Quem não pega as linhas A ou B da CPTM nem costuma visitar a Editora Três provavelmente jamais tenha passado pela Lapa de Baixo, apelidada carinhosamente de “Bangladesh” pela galera da redação.
Bairro decadente de origem industrial, esse canto espremido entre a Barra Funda e o Piqueri, quase na marginal Tietê, fez parte da minha rotina por quase quatro anos.
As ruas ao redor da estação de trem têm nomes de engenheiros ingleses, como Fox, Harrison e Willian Speers --homenagem àqueles que construíram a São Paulo Railway, que ligou Santos a Jundiaí, via Lapa, a partir de 1867. Todos os dias que passei lá, amaldiçoei as lotações com buzinas engraçadinhas, o comércio informal que impede o fluxo de pedestres na calçada, as biroscas pé-sujo, e os mercadinhos sobrevoados por moscas.
Hoje, porém, lembro com nostalgia daquele tempo em que cruzava com meia-dúzia de vira-latas no caminho do estacionamento pro trabalho e sentia o cheiro de frango assado nas televisões de cachorro.
Outro dia fiquei sabendo que o Oásis (karaokê de dia, bordel à noite) fechou.
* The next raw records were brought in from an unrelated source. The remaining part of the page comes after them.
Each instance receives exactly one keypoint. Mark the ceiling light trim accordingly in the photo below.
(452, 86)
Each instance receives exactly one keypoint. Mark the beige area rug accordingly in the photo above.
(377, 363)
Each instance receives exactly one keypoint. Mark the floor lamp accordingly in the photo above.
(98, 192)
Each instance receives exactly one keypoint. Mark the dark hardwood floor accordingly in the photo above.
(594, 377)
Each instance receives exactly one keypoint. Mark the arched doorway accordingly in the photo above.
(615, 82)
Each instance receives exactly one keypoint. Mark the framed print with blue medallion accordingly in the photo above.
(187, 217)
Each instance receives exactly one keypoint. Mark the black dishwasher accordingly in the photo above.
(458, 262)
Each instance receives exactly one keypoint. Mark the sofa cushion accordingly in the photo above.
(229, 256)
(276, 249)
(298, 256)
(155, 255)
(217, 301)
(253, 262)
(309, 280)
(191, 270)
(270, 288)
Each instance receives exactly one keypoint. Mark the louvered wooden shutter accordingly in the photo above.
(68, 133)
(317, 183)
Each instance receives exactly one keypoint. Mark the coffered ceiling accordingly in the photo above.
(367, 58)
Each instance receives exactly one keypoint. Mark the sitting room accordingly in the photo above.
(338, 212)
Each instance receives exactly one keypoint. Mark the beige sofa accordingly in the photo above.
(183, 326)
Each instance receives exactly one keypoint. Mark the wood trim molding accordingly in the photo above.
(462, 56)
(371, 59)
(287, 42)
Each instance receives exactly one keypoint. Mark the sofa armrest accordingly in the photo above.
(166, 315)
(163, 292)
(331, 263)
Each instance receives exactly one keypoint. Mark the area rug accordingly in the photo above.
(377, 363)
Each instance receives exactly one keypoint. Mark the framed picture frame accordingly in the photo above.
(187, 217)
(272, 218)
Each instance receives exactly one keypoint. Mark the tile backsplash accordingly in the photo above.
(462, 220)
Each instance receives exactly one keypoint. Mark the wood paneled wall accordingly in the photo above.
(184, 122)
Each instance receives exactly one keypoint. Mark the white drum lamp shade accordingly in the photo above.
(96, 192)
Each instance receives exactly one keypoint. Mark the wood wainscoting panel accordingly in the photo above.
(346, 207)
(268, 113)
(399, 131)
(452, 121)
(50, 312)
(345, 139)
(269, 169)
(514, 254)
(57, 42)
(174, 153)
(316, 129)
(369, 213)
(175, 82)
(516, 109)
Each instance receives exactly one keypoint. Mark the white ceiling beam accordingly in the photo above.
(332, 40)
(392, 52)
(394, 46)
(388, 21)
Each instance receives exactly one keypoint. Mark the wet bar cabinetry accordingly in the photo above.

Não foram poucas as manhãs em que ouvi uma voz aguda e desafinada entoar “Vou choraaaar, desculpe, mas eu vou choraaaaar...” ao microfone.
Sob as chaminés das antigas olarias da região, a fauna é composta de ambulantes barulhentos, trabalhadores que pulam o muro da estação para não pagar a passagem e prostitutas à porta dos hotéis baratos. Às sextas-feiras, as padocas e botecos espalham mesas de alumínio pela calçada e aumentam o som do radinho. Forró e cerveja rolam soltos – até os vira-latas participam.
Na Lapa de Baixo, há história a cada esquina, lendas que sobrevivem e uma doçaria que vende brigadeiros divinos.